Paul Hudson    @twostraws   

When you assign text to a constant or variable, we call that a string – think of a bunch of Scrabble tiles threaded onto a string to make a word.

Swift’s strings start and end with double quotes, but what you put inside those quotes is down to you. You can use short pieces of alphabetic text, like this:

let actor = "Denzel Washington"

You can use punctuation, emoji and other characters, like this:

let filename = "paris.jpg"
let result = "⭐️ You win! ⭐️"

And you can even use other double quotes inside your string, as long as you’re careful to put a backslash before them so that Swift understands they are inside the string rather than ending the string:

let quote = "Then he tapped a sign saying \"Believe\" and walked away."

Don’t worry – if you miss off the backslash, Swift will be sure to shout loudly that your code isn’t quite right.

There is no realistic limit to the length of your strings, meaning that you could use a string to store something very long such as the complete works of Shakespeare. However, what you’ll find is that Swift doesn’t like line breaks in its strings. So, this kind of code isn’t allowed:

let movie = "A day in
the life of an
Apple engineer"

That doesn’t mean you can’t create strings across multiple lines, just that Swift needs you to treat them specially: rather than one set of quotes on either side of your string, you use three, like this:

let movie = """
A day in
the life of an
Apple engineer
"""

These multi-line strings aren’t used terribly often, but at least you can see how it’s done: the triple quotes at the start and end are on their own line, with your string in between.
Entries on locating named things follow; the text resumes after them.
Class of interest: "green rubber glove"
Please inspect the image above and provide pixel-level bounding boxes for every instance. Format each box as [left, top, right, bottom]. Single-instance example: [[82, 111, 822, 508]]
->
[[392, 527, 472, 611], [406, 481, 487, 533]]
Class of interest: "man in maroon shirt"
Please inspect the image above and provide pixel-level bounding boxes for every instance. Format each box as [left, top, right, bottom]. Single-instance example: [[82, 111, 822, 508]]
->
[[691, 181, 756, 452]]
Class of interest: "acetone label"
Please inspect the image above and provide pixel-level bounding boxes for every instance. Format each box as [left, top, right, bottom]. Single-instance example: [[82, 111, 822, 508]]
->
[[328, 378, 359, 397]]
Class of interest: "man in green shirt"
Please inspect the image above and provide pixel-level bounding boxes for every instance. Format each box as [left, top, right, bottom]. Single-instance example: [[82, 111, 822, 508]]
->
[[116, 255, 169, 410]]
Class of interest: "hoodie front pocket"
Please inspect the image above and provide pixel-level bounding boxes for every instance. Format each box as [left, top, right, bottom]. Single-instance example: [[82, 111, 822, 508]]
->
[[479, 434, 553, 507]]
Once you’ve created your string, you’ll find that Swift gives us some useful functionality to work with its contents. You’ll learn more about this functionality over time, but I want to introduce you to three things here.
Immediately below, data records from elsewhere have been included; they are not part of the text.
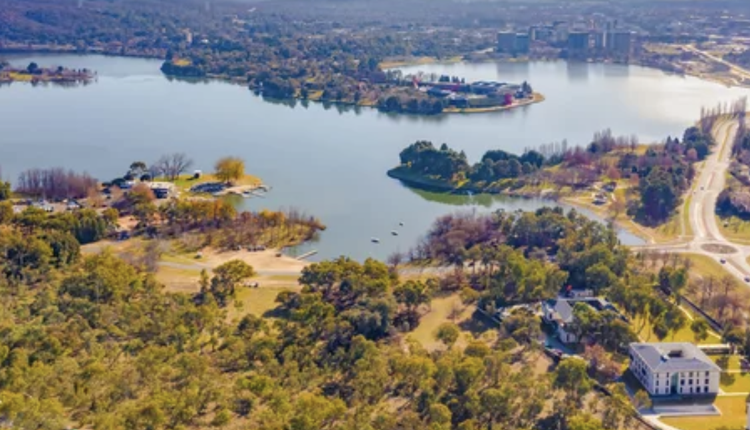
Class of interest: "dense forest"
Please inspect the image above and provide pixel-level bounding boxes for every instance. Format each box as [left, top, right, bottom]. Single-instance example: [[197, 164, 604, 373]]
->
[[0, 176, 712, 430], [388, 122, 713, 225]]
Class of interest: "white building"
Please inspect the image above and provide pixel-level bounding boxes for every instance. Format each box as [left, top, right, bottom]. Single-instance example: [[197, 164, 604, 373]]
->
[[630, 342, 721, 396]]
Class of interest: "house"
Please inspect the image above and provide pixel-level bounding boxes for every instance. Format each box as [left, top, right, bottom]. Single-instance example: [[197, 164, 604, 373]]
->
[[542, 298, 627, 344], [542, 299, 578, 343], [629, 342, 721, 396]]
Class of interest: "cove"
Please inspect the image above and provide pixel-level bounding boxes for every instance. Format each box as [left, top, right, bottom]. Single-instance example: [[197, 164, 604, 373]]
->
[[0, 54, 750, 260]]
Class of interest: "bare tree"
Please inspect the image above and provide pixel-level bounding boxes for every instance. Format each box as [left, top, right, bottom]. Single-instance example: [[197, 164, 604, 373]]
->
[[153, 152, 193, 181]]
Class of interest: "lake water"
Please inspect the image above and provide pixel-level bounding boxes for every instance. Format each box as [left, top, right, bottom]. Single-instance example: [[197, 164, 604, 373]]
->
[[0, 55, 750, 259]]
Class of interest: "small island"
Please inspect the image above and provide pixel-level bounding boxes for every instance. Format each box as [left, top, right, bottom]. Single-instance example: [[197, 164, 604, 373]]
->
[[0, 61, 96, 85], [388, 113, 716, 227], [161, 56, 544, 115]]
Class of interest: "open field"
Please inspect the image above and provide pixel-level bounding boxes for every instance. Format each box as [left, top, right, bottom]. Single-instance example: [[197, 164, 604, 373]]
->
[[684, 254, 743, 288], [227, 284, 300, 321], [709, 355, 741, 370], [632, 312, 721, 345], [169, 173, 263, 193], [408, 294, 474, 351], [661, 396, 746, 430], [716, 215, 750, 245], [719, 373, 750, 393]]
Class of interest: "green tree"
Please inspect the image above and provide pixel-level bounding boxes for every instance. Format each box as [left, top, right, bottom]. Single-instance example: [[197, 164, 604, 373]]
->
[[0, 181, 13, 202], [690, 318, 711, 343], [210, 260, 255, 306], [435, 322, 461, 348], [554, 357, 592, 400]]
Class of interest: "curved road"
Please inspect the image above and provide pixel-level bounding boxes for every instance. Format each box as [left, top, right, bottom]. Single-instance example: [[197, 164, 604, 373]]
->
[[633, 119, 750, 282]]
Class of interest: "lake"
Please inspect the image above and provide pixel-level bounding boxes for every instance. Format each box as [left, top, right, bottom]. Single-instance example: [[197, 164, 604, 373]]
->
[[0, 55, 750, 260]]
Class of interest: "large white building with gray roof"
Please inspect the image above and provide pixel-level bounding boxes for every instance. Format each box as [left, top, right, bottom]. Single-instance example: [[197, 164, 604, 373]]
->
[[630, 342, 721, 396]]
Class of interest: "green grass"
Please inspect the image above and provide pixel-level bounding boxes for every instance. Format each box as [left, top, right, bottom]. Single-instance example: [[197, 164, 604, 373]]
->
[[632, 318, 721, 345], [710, 355, 742, 370], [227, 286, 294, 321], [661, 396, 746, 430], [719, 373, 750, 393], [409, 294, 472, 350], [684, 254, 743, 288], [716, 215, 750, 245]]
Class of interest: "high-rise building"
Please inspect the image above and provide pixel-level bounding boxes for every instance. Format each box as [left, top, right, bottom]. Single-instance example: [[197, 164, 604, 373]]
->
[[497, 31, 517, 54], [605, 31, 633, 54], [513, 33, 531, 54], [591, 31, 607, 50], [568, 31, 589, 52]]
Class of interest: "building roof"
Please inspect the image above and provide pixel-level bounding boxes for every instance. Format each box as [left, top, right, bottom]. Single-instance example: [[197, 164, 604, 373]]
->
[[630, 342, 721, 372], [544, 299, 573, 323]]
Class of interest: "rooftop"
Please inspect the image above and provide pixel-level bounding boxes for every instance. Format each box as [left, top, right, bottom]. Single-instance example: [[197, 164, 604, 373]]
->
[[630, 342, 721, 372]]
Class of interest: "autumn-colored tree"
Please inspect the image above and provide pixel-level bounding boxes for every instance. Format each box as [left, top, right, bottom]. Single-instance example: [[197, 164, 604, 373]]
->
[[214, 157, 245, 183]]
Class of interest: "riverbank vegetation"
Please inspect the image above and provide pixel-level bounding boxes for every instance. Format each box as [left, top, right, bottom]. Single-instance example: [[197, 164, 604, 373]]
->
[[716, 110, 750, 242], [388, 111, 728, 232], [0, 202, 668, 430], [0, 61, 95, 85]]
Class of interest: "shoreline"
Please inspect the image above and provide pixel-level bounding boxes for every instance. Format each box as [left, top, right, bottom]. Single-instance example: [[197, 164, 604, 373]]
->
[[387, 167, 653, 243]]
First, you can read the length of a string by writing .count after the name of the variable or constant:

print(actor.count)

Because actor has the text “Denzel Washington”, that will print 17 – one for each letter in the name, plus the space in the middle.
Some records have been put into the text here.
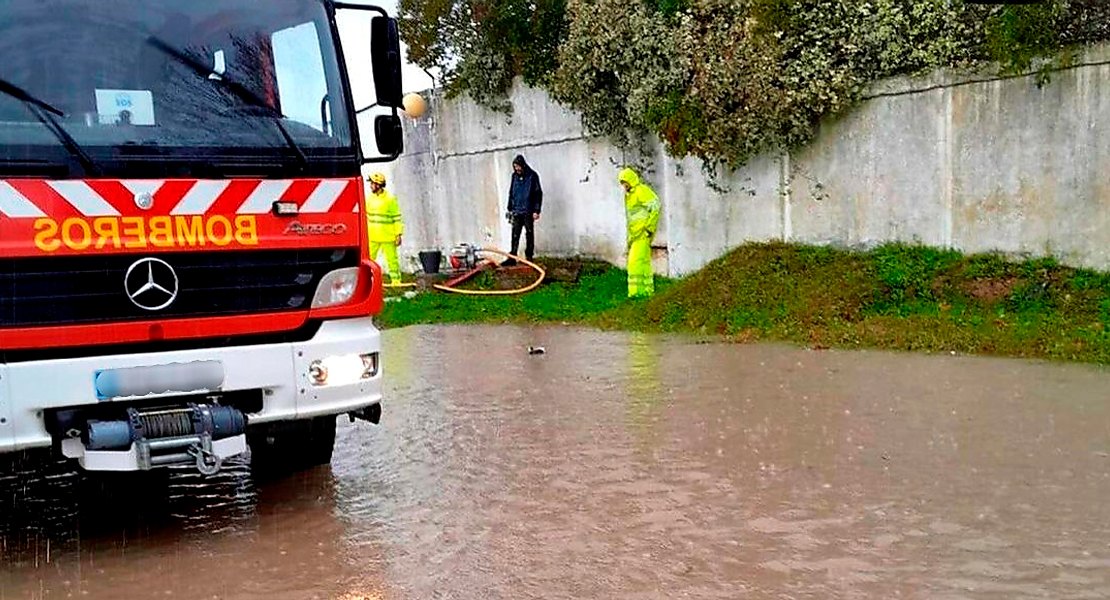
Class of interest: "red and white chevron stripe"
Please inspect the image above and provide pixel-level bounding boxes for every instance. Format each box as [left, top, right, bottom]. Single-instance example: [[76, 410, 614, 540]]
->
[[0, 179, 360, 218]]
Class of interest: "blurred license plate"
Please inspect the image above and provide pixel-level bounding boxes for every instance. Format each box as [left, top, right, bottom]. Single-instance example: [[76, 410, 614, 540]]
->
[[93, 360, 223, 400]]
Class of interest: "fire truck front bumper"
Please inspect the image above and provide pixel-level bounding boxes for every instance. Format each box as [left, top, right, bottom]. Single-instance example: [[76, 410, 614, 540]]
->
[[0, 317, 382, 459]]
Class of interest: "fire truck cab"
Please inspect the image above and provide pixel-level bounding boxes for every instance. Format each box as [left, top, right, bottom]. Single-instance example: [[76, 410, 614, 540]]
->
[[0, 0, 402, 474]]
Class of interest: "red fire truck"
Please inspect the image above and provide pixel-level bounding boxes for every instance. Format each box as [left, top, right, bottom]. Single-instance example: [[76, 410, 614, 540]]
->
[[0, 0, 402, 474]]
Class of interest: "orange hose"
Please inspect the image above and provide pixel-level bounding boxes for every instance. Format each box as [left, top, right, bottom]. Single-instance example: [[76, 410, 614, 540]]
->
[[432, 248, 547, 296]]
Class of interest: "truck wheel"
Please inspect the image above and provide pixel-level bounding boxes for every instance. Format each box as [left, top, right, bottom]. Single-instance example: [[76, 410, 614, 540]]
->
[[246, 415, 336, 475]]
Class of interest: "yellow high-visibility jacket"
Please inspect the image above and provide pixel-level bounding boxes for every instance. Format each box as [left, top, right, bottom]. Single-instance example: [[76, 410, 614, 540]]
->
[[618, 169, 660, 245], [366, 190, 405, 244]]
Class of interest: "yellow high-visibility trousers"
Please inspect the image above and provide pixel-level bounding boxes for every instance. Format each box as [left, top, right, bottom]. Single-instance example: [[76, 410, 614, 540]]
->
[[370, 242, 401, 283], [628, 235, 655, 298]]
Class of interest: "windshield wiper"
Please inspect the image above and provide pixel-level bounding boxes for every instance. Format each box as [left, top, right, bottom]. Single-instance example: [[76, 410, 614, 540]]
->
[[0, 79, 100, 175], [147, 35, 309, 170]]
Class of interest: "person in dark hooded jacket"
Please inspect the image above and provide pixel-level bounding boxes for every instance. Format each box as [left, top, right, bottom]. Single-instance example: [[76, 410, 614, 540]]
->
[[505, 154, 544, 264]]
You don’t need to print the length of a string directly if you don’t want to – you can assign it to another constant, like this:

let nameLength = actor.count
print(nameLength)

The second useful piece of functionality is uppercased(), which sends back the same string except every one of its letter is uppercased:

print(result.uppercased())

Yes, the open and close parentheses are needed here but aren’t needed with count. The reason for this will become clearer as you learn, but at this early stage in your Swift learning the distinction is best explained like this: if you’re asking Swift to read some data you don’t need the parentheses, but if you’re asking Swift to do some work you do. That’s not wholly true as you’ll learn later, but it’s enough to get you moving forward for now.

The last piece of helpful string functionality is called hasPrefix(), and lets us know whether a string starts with some letters of our choosing:

print(movie.hasPrefix("A day"))

There’s also a hasSuffix() counterpart, which checks whether a string ends with some text:

print(filename.hasSuffix(".jpg"))

Important: Strings are case-sensitive in Swift, which means using hasPrefix("then") will return false because it has a lowercase “t”.

Strings are really powerful in Swift, and we’ve only really scratched the surface of what they can do!